Buona tenuta per gli energetici

Piazza Affari complice la buona intonazione di Wall Street, ha accelerato nel finale di seduta e chiude la settimana in positivo. Il Mibtel e lo S&P/Mib hanno così segnato rialzi rispettivamente dell’1,82% e del 2,59%. Bene i bancari con Unicredit a +9,60% sopra la fatidica soglia dei 3 euro (3,08). Acquisti a piene mani anche su Bpm (+7,37%), Mediolanum (+3,73%), Intesa SanPaolo (3,45%). In controtendenza Mediobanca (-0,42%). Seduta in negativo per Fiat -1,33%. Segno più, invece, per le finanziarie a monte Ifil (+0,95%) e Ifi (+0,06%). Nel comparto in flessione anche Pirelli (-2,33%). Telecom dopo aver navigato a vista per gran parte della seduta, con l’inversione dei listini al rialzo, ha accelerato nel finale con un +1,81% a 1,06 euro. Con il petrolio sotto i 93 dollari tengono, comunque, gli energetici: Eni (+1,79%)ed Enel (+1,40%).
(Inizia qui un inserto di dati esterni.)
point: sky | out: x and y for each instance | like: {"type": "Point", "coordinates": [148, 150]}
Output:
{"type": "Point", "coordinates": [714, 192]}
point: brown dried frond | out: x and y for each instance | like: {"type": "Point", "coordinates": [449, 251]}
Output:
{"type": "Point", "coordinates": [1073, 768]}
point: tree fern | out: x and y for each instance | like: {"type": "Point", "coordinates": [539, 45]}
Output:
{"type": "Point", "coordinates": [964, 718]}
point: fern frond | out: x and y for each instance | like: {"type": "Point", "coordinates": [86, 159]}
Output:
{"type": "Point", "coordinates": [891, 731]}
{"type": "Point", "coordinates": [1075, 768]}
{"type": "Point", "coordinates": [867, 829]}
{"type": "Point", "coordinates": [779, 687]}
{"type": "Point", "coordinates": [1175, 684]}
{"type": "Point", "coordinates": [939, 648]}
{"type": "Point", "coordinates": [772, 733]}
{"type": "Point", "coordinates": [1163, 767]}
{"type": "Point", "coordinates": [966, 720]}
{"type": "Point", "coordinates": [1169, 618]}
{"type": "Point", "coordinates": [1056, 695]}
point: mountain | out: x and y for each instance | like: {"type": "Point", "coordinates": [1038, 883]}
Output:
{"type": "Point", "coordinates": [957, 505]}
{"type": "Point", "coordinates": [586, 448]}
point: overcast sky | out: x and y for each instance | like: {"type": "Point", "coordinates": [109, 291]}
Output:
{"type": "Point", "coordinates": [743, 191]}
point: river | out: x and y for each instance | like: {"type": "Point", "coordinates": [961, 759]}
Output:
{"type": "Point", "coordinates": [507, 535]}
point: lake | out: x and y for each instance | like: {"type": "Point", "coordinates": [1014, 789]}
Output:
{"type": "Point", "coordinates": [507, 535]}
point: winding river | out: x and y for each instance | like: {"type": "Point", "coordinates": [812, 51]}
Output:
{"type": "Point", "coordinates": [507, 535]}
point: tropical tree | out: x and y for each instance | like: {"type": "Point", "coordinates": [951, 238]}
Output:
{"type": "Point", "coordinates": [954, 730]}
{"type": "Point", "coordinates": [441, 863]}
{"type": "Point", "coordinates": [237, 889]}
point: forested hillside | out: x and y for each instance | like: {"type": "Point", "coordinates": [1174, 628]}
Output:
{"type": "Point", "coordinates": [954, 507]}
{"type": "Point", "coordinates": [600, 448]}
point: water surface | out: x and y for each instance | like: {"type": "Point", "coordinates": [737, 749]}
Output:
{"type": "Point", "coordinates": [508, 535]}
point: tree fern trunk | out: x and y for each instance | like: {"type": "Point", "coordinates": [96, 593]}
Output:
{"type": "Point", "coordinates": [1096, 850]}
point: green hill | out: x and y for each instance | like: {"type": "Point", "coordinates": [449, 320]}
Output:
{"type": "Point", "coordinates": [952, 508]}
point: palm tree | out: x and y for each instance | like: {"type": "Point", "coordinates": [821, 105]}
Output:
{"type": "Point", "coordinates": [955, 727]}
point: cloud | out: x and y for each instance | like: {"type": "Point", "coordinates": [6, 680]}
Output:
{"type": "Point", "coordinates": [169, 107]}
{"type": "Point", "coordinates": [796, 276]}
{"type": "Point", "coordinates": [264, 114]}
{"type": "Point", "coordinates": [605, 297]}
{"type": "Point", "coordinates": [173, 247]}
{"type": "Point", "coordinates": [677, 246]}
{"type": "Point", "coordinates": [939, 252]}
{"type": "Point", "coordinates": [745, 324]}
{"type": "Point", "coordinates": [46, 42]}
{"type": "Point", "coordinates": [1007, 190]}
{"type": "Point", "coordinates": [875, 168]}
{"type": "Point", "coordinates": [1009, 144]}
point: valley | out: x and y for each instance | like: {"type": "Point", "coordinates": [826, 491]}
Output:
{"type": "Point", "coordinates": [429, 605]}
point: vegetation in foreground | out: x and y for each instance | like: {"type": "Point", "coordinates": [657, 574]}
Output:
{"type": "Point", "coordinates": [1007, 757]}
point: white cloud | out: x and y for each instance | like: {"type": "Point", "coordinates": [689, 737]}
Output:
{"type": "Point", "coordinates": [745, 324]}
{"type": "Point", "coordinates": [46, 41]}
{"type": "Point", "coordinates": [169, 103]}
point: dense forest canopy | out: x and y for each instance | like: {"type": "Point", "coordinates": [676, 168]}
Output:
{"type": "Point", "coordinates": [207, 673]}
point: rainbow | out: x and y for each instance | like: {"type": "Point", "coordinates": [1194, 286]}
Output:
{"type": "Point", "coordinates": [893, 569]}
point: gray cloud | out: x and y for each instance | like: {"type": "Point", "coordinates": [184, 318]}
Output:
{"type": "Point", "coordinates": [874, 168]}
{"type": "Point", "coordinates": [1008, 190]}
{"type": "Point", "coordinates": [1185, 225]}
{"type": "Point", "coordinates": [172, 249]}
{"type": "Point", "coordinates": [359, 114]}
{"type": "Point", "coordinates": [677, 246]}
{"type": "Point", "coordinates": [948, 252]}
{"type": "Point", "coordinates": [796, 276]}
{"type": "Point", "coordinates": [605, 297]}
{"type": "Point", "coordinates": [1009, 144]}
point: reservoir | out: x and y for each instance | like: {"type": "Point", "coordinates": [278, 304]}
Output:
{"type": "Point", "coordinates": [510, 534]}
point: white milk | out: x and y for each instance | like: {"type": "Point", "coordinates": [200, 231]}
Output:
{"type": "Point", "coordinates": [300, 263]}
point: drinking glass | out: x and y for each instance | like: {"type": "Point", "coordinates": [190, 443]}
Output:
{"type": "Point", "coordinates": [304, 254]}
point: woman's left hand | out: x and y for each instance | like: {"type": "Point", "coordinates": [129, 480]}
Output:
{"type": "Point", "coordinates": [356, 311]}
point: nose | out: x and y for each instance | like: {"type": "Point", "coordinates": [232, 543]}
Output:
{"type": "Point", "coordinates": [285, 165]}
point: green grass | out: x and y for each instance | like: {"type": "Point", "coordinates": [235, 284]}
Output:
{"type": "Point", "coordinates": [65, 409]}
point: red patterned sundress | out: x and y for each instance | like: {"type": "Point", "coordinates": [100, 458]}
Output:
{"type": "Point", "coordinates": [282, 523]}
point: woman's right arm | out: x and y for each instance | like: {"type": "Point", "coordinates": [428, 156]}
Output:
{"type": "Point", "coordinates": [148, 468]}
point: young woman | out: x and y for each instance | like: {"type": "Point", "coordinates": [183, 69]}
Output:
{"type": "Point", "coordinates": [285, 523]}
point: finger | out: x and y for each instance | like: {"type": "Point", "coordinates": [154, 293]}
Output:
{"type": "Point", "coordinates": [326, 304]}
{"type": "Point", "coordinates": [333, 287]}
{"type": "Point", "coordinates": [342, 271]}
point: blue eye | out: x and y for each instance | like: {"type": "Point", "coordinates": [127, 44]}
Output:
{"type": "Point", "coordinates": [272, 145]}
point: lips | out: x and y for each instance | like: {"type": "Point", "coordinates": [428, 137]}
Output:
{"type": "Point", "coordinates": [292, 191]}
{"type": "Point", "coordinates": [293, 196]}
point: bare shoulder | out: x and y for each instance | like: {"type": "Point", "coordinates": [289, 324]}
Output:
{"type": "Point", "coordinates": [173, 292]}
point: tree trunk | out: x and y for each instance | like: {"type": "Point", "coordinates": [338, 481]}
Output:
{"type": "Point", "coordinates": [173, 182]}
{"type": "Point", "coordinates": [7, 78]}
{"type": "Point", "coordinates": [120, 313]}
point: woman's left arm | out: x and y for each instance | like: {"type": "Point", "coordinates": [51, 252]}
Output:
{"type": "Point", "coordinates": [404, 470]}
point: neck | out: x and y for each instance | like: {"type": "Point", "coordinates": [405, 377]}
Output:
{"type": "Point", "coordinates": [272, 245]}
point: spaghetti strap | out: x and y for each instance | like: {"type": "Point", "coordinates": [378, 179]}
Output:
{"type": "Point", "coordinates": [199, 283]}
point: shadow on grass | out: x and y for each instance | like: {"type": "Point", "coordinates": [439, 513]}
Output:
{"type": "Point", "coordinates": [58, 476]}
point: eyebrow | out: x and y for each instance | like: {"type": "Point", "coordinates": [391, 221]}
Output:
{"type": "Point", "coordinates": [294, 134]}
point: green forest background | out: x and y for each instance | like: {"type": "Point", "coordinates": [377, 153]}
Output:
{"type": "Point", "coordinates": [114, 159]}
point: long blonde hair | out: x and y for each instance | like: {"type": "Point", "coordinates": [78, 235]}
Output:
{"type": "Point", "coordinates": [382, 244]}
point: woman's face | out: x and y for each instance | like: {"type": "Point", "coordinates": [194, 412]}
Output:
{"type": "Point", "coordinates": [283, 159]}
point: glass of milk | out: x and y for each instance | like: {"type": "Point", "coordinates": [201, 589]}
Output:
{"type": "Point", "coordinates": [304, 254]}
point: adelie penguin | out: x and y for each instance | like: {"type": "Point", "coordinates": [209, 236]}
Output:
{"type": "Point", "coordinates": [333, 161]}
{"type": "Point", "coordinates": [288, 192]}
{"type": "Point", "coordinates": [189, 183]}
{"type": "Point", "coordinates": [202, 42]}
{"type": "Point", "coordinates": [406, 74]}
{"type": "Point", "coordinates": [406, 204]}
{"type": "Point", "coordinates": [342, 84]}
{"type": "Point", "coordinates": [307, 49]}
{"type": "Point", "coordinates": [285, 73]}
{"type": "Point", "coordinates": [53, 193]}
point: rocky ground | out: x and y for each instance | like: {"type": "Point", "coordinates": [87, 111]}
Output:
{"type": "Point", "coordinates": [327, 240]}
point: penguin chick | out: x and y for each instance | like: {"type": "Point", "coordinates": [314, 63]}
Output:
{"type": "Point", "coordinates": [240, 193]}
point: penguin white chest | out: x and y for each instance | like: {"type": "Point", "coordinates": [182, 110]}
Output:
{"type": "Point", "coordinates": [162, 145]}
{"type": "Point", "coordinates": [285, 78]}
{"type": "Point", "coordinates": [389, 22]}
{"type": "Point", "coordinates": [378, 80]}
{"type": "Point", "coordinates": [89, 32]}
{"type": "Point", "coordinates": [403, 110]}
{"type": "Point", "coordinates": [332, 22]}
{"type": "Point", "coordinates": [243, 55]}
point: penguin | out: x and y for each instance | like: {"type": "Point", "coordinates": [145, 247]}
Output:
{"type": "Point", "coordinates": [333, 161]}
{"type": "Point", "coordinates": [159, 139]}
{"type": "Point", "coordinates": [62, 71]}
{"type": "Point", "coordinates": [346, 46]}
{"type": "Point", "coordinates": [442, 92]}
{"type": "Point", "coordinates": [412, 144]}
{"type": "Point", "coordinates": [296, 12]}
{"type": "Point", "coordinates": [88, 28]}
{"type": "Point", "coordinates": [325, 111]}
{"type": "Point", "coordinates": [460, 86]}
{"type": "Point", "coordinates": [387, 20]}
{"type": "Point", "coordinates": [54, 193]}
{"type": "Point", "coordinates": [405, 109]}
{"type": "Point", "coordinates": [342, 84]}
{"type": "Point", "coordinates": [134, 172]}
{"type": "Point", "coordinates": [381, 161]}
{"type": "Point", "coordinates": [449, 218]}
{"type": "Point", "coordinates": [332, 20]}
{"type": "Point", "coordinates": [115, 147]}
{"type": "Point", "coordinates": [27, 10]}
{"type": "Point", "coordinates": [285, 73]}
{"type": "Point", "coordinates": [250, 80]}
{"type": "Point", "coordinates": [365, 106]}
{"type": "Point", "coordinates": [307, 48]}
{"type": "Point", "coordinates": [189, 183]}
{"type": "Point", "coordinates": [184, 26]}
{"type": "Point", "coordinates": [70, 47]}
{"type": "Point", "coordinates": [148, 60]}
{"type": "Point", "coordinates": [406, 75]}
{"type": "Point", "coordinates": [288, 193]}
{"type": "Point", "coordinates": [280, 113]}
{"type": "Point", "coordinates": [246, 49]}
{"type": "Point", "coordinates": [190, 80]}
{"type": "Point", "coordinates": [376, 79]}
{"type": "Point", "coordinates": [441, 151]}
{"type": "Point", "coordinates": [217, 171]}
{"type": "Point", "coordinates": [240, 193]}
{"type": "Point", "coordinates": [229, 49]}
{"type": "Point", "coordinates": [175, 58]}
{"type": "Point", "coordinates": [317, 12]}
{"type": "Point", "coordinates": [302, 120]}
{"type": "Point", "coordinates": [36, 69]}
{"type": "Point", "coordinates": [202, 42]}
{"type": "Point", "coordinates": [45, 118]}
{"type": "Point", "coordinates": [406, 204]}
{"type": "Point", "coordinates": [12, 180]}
Poco sotto la soglia della parità Edison (-0,08%). Sulla spinta del credito accelera FonSai (+2,32%). Debole il lusso con Bulgari (-1,21%) e la Immsi (-4,86%) di Roberto Colaninno impegnato nel piano di salvataggio di Alitalia. Segno positivo anche per le principali Borse europee con Londra +0,72%, Parigi +0,43%, Francoforte +0,88%, Madrid +0,84% . A trainare i listini i titoli del credito (+2,99% l’indice Dj Stoxx di settore). Sprint di Hypo Real Estate Holding (+63,53%) galvanizzato dal via libera delle autorità europee al piano di salvataggio proposto dal governo tedesco. Proseguono gli acquisti sulla svizzera Ubs (+6,20%) dopo l’annuncio di duemila nuovi tagli. In affanno, invece, i titoli tecnologici (-3,05%) e il settore delle costruzioni (-2,02%).